狭い階段を上がるとそこには歓迎しているように扉は開け放たれ、その前には立派とは言いがたい受付があった。
「吹奏楽です! まもなく始まります!」
「あっ! 2人入れますか?」
「はい! むしろ入ってください! これ、パンフレットです」
そう言って手渡されたのは半分に折られたA4の紙と鉛筆だった。折られた紙の表紙には新入生歓迎会コンサートと書かれていた。
遥香ちゃんに手を引かれ中に入ると、既に結構な人数が集まっていた。よく見ると座る場所はもう無かった。
「あちゃー、遅れたね」
「仕方ないね……」
立ち見。私がうじうじしてたのが悪いけど遥香ちゃんに悪いことをした。
「あっ、ここいいですよ!」
そう言って席を立ったのは女性2人だった。
「いやいや! そんな!」
「大丈夫! サクラだから」
遥香ちゃんは頭を傾げた。意味がわからないのだろうか。
「じゃぁお言葉に甘えます」
私が率先して座ると遥香ちゃんもなんとなく座った。
「なに? サクラって席譲らなきゃいけない人なの?」
苦笑い。本当に知らないのかもしれない。
「あれ? 斉木さん?」
前を向く。遥香ちゃんの指さす先、吹奏楽団の中にいるのは銀に輝くユーフォを持った斉木さんだった。それだけじゃない。西条もいた。
「え? 演奏するの? 凄いね」
そう言って手を振ると斉木さんも気づいたのか手を振り返してくれた。それでもなんとなく伝わる緊張。これが本番の恐怖。

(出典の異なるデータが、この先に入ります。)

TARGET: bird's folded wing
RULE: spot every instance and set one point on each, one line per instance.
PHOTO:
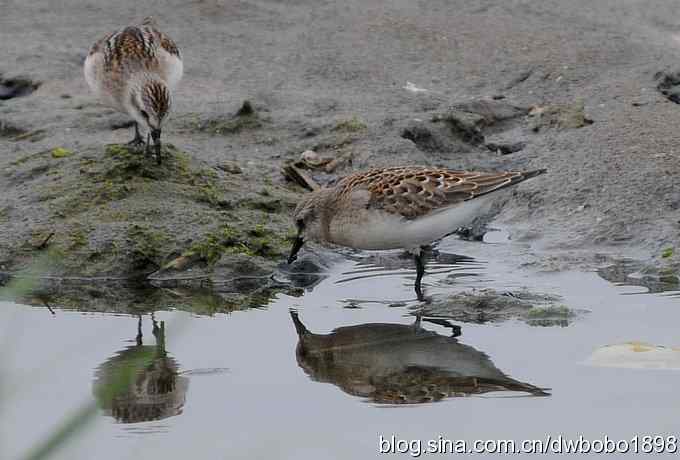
(412, 192)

扉が閉められた。指揮者が指揮台の横に立ちこちらを向く。それはサークル紹介の時に話したサックスの女性の人だった。
「これより、新入生歓迎会コンサートを開始いたします。皆様起こしいただいてありがとうございます。最後まで聞いていってください」
そう言って深くお辞儀をする。私は条件反射で拍手をすると遥香ちゃんも見様見真似で拍手した。
女性は頭を上げると指揮台に立つ。
私は急いでパンフレットと言われた紙を開いた。1曲目は……。
「《風之舞》!?」
静かに驚き、顔をあげる。こんなの、出来るはずない。そう思っている私とは裏腹に、指揮者はタクトを振り上げた。
これが、この人たちの本気の雰囲気。まるで、コンクールのような緊張感。
固唾を呑む。
タクトが白い線を描く。
1、2、3。
息の吸う音。私もそれに合わせて息を吸った。